これなお注釈すると、古代人には動かざること山のごとき男性的要素が含まれていて、しかもその男性的態度は古武士的、家父長的である。中世人はこれに対照的で、女々しく、優柔不断で、絶えず動揺しながら末世からの離脱を希求している。現代人は極めて合理的でスピードを愛し、未来人はそのビックリ箱から何が現出してくるかとうてい解らぬといった具合である。

それはよくこれほど異えられたといえるような組合せで、しかも、それが、全体としてうまく作用していた。
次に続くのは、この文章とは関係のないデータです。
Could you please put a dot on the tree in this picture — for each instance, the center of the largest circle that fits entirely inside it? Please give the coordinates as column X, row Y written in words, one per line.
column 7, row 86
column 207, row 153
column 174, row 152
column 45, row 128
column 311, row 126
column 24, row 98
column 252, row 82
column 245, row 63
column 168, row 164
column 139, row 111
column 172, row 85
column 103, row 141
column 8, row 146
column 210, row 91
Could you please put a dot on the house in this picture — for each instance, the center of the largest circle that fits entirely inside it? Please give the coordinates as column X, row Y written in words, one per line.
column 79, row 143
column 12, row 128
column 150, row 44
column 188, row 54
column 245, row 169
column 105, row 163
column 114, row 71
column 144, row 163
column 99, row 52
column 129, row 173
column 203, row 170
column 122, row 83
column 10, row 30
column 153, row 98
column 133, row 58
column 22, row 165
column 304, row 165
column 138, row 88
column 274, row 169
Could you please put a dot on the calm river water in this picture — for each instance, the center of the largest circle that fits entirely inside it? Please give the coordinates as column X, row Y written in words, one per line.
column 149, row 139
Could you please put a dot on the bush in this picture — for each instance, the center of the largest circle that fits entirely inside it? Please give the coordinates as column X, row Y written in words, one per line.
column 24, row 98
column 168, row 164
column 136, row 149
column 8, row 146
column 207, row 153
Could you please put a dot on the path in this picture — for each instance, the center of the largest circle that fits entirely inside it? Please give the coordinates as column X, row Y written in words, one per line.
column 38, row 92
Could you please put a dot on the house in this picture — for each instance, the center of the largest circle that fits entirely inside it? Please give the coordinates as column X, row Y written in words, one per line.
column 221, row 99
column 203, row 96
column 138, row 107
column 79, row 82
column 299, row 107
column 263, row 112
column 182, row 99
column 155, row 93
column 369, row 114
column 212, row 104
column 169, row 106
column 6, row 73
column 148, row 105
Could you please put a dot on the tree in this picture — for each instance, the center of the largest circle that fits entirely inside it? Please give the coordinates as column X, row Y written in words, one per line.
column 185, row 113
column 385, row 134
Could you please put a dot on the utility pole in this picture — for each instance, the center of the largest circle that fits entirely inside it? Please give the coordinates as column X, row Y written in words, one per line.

つまり、私達の車輪の輪廻は、本多秋五の決して磨滅することもなく狂いもせぬ堅実無比の軸と、荒正人のあれよあれよとはたものが吹き倒れるような突風と爆音をともなったジェット・エンジン的推進力と、平野謙の絶えず往きつ戻りするペシミスティクなブレーキとの組合せによって、ちょうど適当と思われる経済速度と均衡と方向をもち得たのであった。

この最後の平野謙のペシミスティクなブレーキが運営に役立つというのは、一見、奇妙なことに思われる。女性のようにこまかなことに気がつき、予見し、悶え、そして力及ばすと観念し・・・・・そして、そして、ついに消極的な物自体として化して何もしなくなってしまう平野謙が、全体としてみて、前進に役立っているということは、たしかに奇怪なことのように思われる。だが、絶えず足踏みしてブレーキをかけ、面倒なことを彼ひとりで起こしているように見えるすべてが、想いかえしてみると、誰も感じないときに、いち早く鳴りはじめるベルの信号の敏感さをもっているのであって、殊に『近代文学』の初期には彼の動揺性そのものが却ってある種の清潔な時代への先行性をもたらしめたのである・・・・・・。」(中略)その「ものぐさ」同人の彼がつねにいち早く困難な事態を、いわばトロイのカッサンドラのごとく、予見したのである。




回想の平野謙
 

埴谷雄高です。(中略)平野君は、明治・大正・昭和と自分の生身で実感できる時代の文学だけを扱いました。分際をわきまえる、とか、柄にもないことはしない、と彼はつねにいいました。自分にわからない世界には決して深くは入らない、それが平野謙の一貫した姿勢でありました。もちろん明治以降は、ヨーロッパ文化の輸入の時代でありますから、吾国のなかには、西欧的な多くのものがいわばひしめきあって入っております。けれども、平野君は、西欧的な観念も、イデオロギーも、そのままでは決して受けいれも信じもしなかったのでした。

 日本人の心と身体のなかに入ってきたところのヒューマニズムとかマルクシズムにせよ、日本で取った形、取らざるを得なかった形、日本人の心と身体のなかにおける独特の受け取り方、そういう屈折と陰翳なしには、平野君はそれらに触れ、それらを表現するということは、はじめからおわりまでしませんでした。そうした平野君の精神の姿勢からすると、後年問題になりました、外国文学を勉強している若い助教授達の直輸入的文学理論が、気にいらぬことろの表現、「若い批評家ばら」という言葉が出てくることにも必然さがあります。できあいの観念で人間を裁けない、これが平野君の終生の信念でありました。

 中世、古代の文学にも関わりをもたない、これも一貫しておりました。自分がこの生身の実感としてわかることだけをひたすら追求しつづけたのでした。